I don't remember this IRC discussion. Who was attending it? A little more context please? :)

In any case, I disagree with that consensus. I think enabling backports fleet-wide (and only for Debian, not Ubuntu) is fine and preferrable to us copying files across all the time, as long we do so carefully and more importantly consciously. Enabling it doesn't mean preferring packages from there, as backports are set to NotAutomatic: yes (and ButWithAutomaticUpdates: yes), which means they're pinned with priority 100.

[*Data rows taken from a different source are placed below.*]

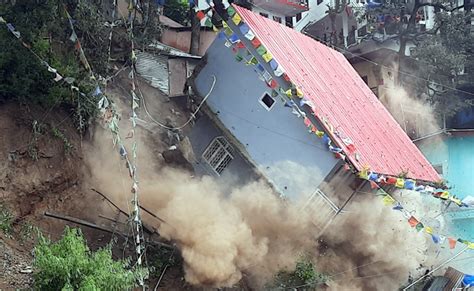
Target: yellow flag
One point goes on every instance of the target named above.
(400, 183)
(364, 174)
(236, 19)
(388, 200)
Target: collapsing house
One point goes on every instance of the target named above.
(294, 111)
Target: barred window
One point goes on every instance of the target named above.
(218, 154)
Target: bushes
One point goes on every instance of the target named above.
(68, 264)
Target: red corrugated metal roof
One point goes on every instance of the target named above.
(341, 96)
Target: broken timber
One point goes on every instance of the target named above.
(126, 214)
(95, 226)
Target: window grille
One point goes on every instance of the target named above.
(218, 154)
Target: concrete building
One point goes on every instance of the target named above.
(296, 113)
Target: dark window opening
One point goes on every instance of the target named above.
(267, 101)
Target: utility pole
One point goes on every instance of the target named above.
(195, 29)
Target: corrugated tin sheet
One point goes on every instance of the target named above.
(154, 68)
(340, 96)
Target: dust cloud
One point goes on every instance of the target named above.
(248, 232)
(416, 117)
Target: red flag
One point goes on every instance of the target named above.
(391, 181)
(200, 15)
(240, 45)
(452, 242)
(273, 84)
(256, 42)
(373, 185)
(413, 221)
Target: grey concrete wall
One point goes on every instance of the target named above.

There is no good way to do so with puppet but I think the usage is so limited so far that we don't have to have a huge discussion about this yet. I don't think we should use it for important components of the infrastructure like e.g. Apache, but I think for e.g. a few Python libraries here and there it's going to be just fine.

Any objections? If so, please explain why, a reference to an unlogged discussion alone doesn't help. @MoritzMuehlenhoff, what do you think?

@faidon: That was mostly you and Moritz. Lemme see if I find quotables in my local logs. :-)

Using packages from backport selectively is fine with me, we already do it e.g. with openjdk-8 which we need for the cassandra cluster. It's a valid part of the Debian packaging ecosystem.

I only remember the discussion back then vaguely, but from what I remember the concern was puppet's poor support (or maybe rather an uncertaintly how good it will work out in practice) for a setup where some packages are selected from backports. If that is tested/resolved, it seems fine with me.

Change 252202 had a related patch set uploaded (by Faidon Liambotis):
apt: enable backports on Debian systems

https://gerrit.wikimedia.org/r/252202

Change 252202 merged by Faidon Liambotis:
apt: enable backports on Debian systems

https://gerrit.wikimedia.org/r/252202

faidon claimed this task.

The patch above got three +1s and was therefore merged.

Some systems already had the jessie backports repo in sources.list, I think it varies depending on the install date of the system. Will probably have to clean up with salt.

I very welcome the decision to add jessie-backports. That has hit me when setting up Nodepool, the POC had jessie-backports but when we rebuild it we had to import a lot of dependencies into our jessie-wikimedia/backports :-/

A random example is python-novaclient:

 100 http://mirrors.wikimedia.org/debian/ jessie-backports/main amd64 Packages
1001 http://apt.wikimedia.org/wikimedia/ jessie-wikimedia/backports amd64 Packages

We would probably want to clean up jessie-wikimedia/backports of duplicate packages.